How to Build Up Endurance And Stamina For Long Races

Contents:

  • What’s the difference between endurance and stamina?
  • How to increase endurance and stamina
  • Examples of strength training exercises for beginners and advanced athletes
  • What is endurance training, and why is it important?

How to Build Up Endurance and Stamina for Long Races

Whether you’re a beginner or an advanced athlete, your number one goal is to be better. This notion is especially true for athletes who are constantly competing in long races and national or international championships.

While there are a number of ways to achieve this goal, one surefire approach is to build up endurance and stamina. In this guide, we’ll unravel and list down some of the best ways to improve an athlete’s endurance and stamina and survive long races. We’ll particularly focus on endurance sports like running, cycling, swimming, and triathlon.

Endurance VS. Stamina

Endurance and stamina are often used interchangeably but have characteristics that differentiate them from each other. Endurance solely refers to your body’s ability to do physical activities for an extended period. Stamina, meanwhile, represents the body’s mental and physical capacity to maintain a psychological or physical challenge for an extended period.

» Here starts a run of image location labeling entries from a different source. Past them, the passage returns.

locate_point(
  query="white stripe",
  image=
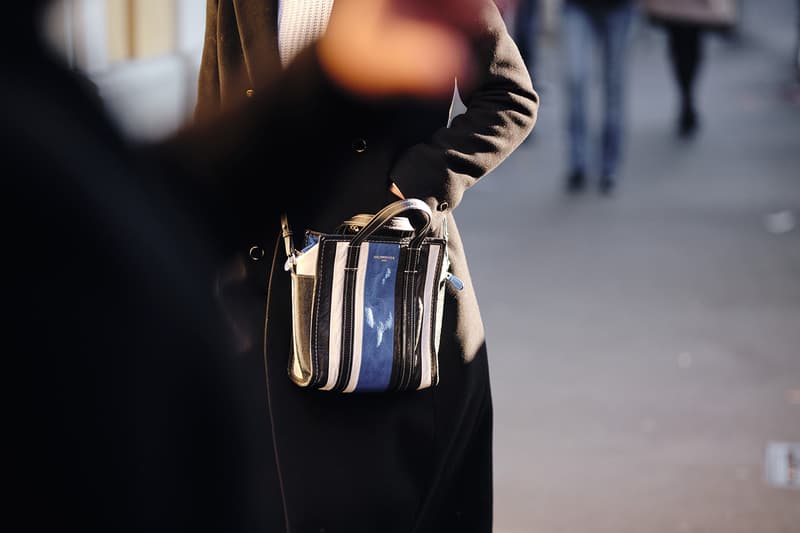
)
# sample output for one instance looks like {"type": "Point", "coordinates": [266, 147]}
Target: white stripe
{"type": "Point", "coordinates": [426, 352]}
{"type": "Point", "coordinates": [335, 324]}
{"type": "Point", "coordinates": [358, 318]}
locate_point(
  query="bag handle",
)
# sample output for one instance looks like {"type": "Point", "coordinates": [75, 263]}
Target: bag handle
{"type": "Point", "coordinates": [392, 210]}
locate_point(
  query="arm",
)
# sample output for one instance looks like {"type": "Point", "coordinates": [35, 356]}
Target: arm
{"type": "Point", "coordinates": [501, 111]}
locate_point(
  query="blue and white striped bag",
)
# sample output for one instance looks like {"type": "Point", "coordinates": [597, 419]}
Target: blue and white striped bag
{"type": "Point", "coordinates": [367, 304]}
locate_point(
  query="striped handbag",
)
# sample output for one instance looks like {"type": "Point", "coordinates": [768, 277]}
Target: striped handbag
{"type": "Point", "coordinates": [367, 302]}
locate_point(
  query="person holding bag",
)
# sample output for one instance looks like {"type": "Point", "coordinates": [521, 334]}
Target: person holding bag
{"type": "Point", "coordinates": [394, 462]}
{"type": "Point", "coordinates": [686, 22]}
{"type": "Point", "coordinates": [126, 418]}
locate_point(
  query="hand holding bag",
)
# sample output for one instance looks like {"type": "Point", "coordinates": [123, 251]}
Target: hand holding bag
{"type": "Point", "coordinates": [367, 302]}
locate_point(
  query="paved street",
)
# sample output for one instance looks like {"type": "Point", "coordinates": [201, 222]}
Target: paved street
{"type": "Point", "coordinates": [645, 348]}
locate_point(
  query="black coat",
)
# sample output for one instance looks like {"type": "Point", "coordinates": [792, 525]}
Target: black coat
{"type": "Point", "coordinates": [418, 461]}
{"type": "Point", "coordinates": [125, 413]}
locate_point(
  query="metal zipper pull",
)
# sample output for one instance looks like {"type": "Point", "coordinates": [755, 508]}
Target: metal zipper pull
{"type": "Point", "coordinates": [454, 281]}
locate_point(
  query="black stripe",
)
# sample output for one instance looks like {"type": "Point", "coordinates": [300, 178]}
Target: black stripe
{"type": "Point", "coordinates": [415, 359]}
{"type": "Point", "coordinates": [398, 330]}
{"type": "Point", "coordinates": [321, 324]}
{"type": "Point", "coordinates": [348, 317]}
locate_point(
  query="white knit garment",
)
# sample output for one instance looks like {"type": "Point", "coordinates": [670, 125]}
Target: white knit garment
{"type": "Point", "coordinates": [299, 23]}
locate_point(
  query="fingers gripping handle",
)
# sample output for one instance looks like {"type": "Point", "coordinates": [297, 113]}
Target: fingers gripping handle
{"type": "Point", "coordinates": [392, 210]}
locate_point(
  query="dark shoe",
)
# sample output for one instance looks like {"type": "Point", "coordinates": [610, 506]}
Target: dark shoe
{"type": "Point", "coordinates": [607, 185]}
{"type": "Point", "coordinates": [576, 182]}
{"type": "Point", "coordinates": [687, 123]}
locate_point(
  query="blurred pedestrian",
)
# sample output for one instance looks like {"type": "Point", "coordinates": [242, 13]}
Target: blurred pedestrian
{"type": "Point", "coordinates": [126, 417]}
{"type": "Point", "coordinates": [586, 24]}
{"type": "Point", "coordinates": [390, 462]}
{"type": "Point", "coordinates": [686, 22]}
{"type": "Point", "coordinates": [527, 22]}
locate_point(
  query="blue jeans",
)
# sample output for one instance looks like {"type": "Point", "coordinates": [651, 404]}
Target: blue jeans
{"type": "Point", "coordinates": [583, 28]}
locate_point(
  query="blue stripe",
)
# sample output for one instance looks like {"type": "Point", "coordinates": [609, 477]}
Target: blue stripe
{"type": "Point", "coordinates": [378, 336]}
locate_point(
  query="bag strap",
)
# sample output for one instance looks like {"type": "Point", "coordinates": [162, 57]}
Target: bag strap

Athletes both need improved stamina and endurance to sustain long and demanding races like Ironman triathlons. They need to enhance both the body and mind to conquer challenges and finish races.

How to Increase Endurance and Stamina

Increasing endurance and stamina for long races should be done before the actual race itself, as this is a long, trial and error process. Every athlete’s journey is different, but here are some effective ways to ensure that you have enough endurance and stamina come race day:

Always Warm-Up

Warm up religiously during training and on the actual race day itself. Warm-up exercises like jogging, walking, and knee or leg bends can prepare the body for what’s to come and improve your athletic performance.

“Passive/active warm-ups increase adenosine triphosphate turnover, which reinforces muscular functions, muscle cross-bridge cycling rate, and oxygen uptake kinetics, which significantly affects exercise performance,” confirmed a study published in the Journal of Exercise Rehabilitation.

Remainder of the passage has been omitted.